What is Man? What, if anything, is fundamental in human nature? Why attempt to dissect the human condition at all? In this far-ranging, erudite survey, Mark Greif sets out not to answer these questions but to trace why and how they were asked and answered in mid-20th century America, and to analyse the effects of the surrounding discourse on intellectual history.
The Enlightenment anticipated that mankind would experience “ongoing, teleological and irreversible” progress; but when the atrocities of the Holocaust and Hiroshima threatened “the end or barbarisation of western civilisation”, thinkers sought to establish foundations for a “re-enlightenment” based on a renewed examination of man’s nature. The ensuing debate spawned a wide-ranging conversation across generations, from the conference rooms of Unesco and Eleanor Roosevelt’s Human Rights Commission to the desks of writers such as Hannah Arendt, Reinhold Niebuhr and Claude Lévi-Strauss. Greif, a literary critic and co-founder of the literary magazine n+1, puts fiction at the heart of his study, examining how Ralph Ellison, Saul Bellow, Flannery O’Connor and Thomas Pynchon used the novel form to probe “the possibility of existence of any unmarked, universal moral core to man.”

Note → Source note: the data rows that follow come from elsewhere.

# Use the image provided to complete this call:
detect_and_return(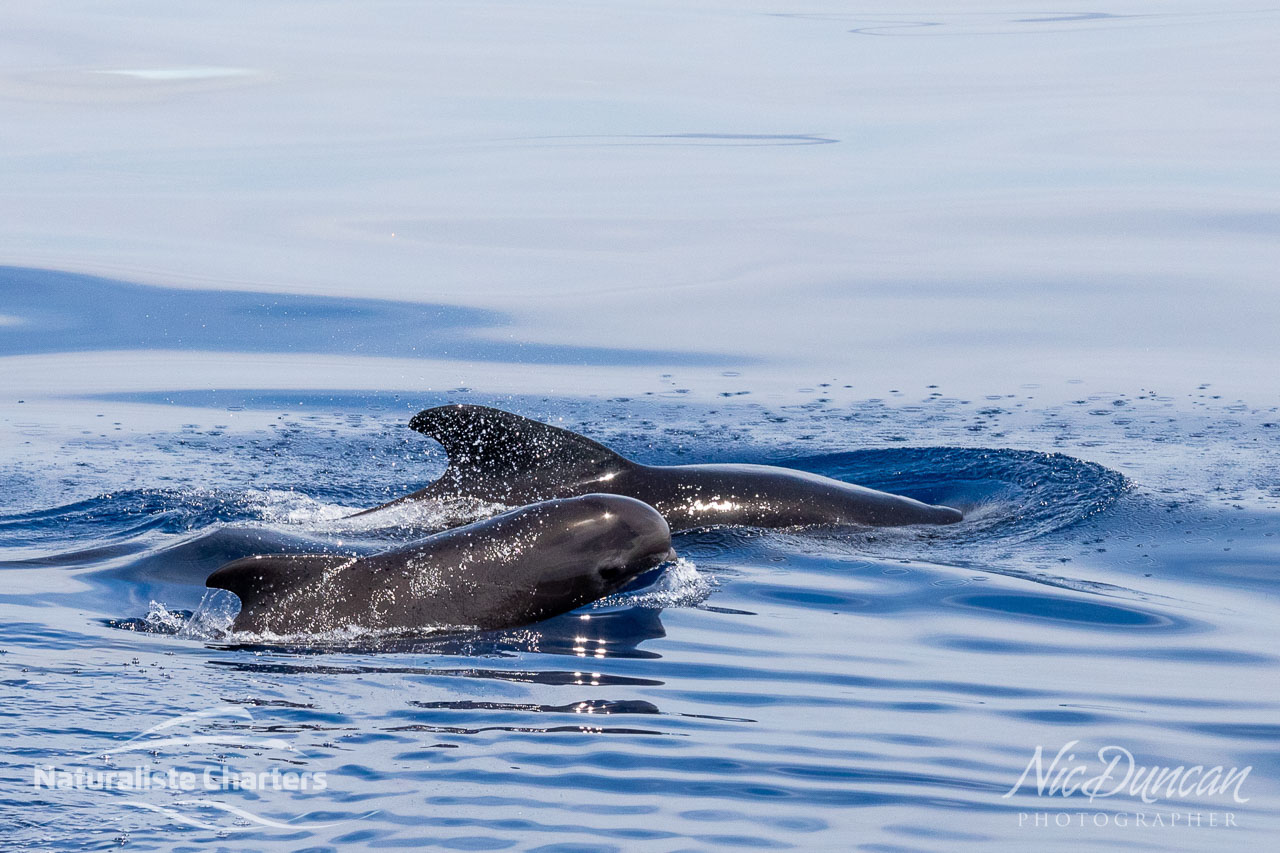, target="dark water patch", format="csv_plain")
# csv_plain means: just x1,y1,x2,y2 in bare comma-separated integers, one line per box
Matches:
0,266,739,367
745,584,869,610
0,621,146,651
648,661,1052,700
0,540,148,568
1003,708,1115,725
946,592,1173,629
489,750,1009,795
799,10,1166,38
379,765,1015,812
1185,722,1280,741
1015,13,1137,24
790,447,1128,543
933,635,1275,665
0,488,318,550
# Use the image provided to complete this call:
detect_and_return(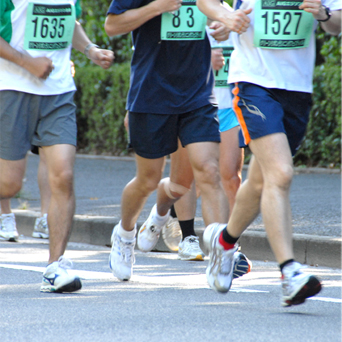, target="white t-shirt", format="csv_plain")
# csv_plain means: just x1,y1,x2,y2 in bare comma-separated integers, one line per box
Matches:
0,0,77,95
207,28,233,109
228,0,341,93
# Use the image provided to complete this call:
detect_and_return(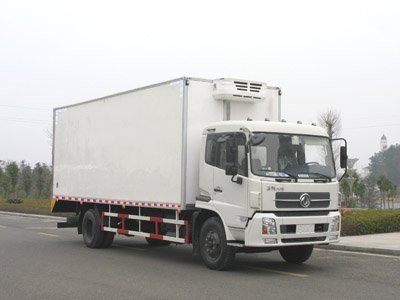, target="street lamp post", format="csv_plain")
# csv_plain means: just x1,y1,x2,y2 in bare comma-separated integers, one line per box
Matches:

A nuanced final section traces the cultural shifts that ultimately signalled the end of the “crisis of man” discourse: African-American and second-wave feminist activists spoke up for those whose race, gender, class or religion prevented any identification with abstract, universal “man.” While somewhat dense, this is a learned exploration of an important debate, which still reverberates in many forms today.